Kara Swisher: Cofounder of AllThingsD, prolific reporter and hot-seat griller. If you don't think her opinion matters, ask ex-Yahoo CEO Scott Thompson.

That's 10, and I’m just getting warmed up.

Want a few more? Julia Hartz (Eventbrite); Jenna Wortham (The New York Times, and, where it counts, The Hairpin; Zooey Deschanel and Sophia Rossi (talk about evangelists! Have you seen how Hello Giggles moves merch?); Dina Kaplan (cofounder, Blip.tv); Sara Lacy (TechCrunch staple to founder of PandoDaily—once, she's lucky; twice, she's good); Kelly Oxford (opinionatrix is more like it); Chelsea Handler (how many platforms can she own?); Gina Trapani (evangelizing your life, for God's sake); Yoanni Sanchez (Cuban truth-to-power blogger); Cecile Richards (leading a digitally-savvy Planned Parenthood); Piya Sorcar (TeachAIDS founder & software developer); Leila Janah (Samasource founder & microwork innovator); and Xeni Jardin (yes, she was a panelist here, but she’s also a founder of Boing Boing and, more recently, Twitter's most beloved health advocate as she goes through cancer treatments).

I could go on. And so could you—these people are out there, and eminently discoverable.

THE UPSHOT

This list is not, nor does it claim to be, The Definitive List of the Best People In Digital Forever and Ever. It's a collection of amazing movers and shakers who have made incredible contributions to the new world of the Internet, expansive and exciting and ever in flux as it is. It was selected by some other great people who were in turn appointed by some more great people, namely, the ones who are paying me to write this article. But they are not the only people.

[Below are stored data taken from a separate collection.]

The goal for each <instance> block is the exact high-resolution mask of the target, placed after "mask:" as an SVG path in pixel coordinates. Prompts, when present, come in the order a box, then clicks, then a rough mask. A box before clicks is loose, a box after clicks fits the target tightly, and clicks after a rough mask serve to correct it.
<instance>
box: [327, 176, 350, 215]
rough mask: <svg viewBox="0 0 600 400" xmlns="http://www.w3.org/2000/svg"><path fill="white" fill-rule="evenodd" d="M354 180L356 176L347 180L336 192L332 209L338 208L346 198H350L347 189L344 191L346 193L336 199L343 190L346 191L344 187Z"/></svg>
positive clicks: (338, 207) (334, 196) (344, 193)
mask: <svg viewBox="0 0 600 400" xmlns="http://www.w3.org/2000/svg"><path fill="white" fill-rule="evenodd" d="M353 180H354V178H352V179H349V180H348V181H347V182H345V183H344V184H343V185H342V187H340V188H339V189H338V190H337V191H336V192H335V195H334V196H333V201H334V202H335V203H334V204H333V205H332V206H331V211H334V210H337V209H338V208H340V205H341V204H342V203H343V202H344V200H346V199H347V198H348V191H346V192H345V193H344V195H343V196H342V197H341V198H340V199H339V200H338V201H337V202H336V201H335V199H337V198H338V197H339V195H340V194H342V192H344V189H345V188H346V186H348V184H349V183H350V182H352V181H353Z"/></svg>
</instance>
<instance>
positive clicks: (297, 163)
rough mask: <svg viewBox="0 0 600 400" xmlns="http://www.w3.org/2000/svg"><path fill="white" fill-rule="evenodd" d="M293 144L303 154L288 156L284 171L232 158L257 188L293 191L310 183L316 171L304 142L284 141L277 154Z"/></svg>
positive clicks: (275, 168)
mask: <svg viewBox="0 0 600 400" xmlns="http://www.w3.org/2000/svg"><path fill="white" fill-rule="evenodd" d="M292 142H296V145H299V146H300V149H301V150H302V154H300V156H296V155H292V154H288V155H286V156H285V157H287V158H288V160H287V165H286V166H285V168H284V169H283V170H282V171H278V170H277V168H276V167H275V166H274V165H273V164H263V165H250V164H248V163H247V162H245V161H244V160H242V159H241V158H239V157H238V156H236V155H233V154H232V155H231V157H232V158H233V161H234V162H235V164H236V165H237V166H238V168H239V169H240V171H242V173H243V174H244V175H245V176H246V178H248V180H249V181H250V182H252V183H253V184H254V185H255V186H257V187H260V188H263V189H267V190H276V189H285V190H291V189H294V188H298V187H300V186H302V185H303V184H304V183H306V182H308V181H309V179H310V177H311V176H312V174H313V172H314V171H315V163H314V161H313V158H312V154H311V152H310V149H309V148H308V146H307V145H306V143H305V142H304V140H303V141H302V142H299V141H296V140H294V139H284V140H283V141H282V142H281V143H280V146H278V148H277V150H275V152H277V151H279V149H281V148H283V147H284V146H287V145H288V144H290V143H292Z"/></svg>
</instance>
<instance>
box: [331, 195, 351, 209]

That is true almost all of the time. And until we—the collective we—acknowledge that without defensiveness or guilt, and say, OK, let's look where we're not looking and see what we're not seeing, these lists will keep feeling yawningly incomplete to half the population. I give the other half of the population enough credit to believe that that's not what they want either.


It's time to do better.


Next year, please don't make me write this article again.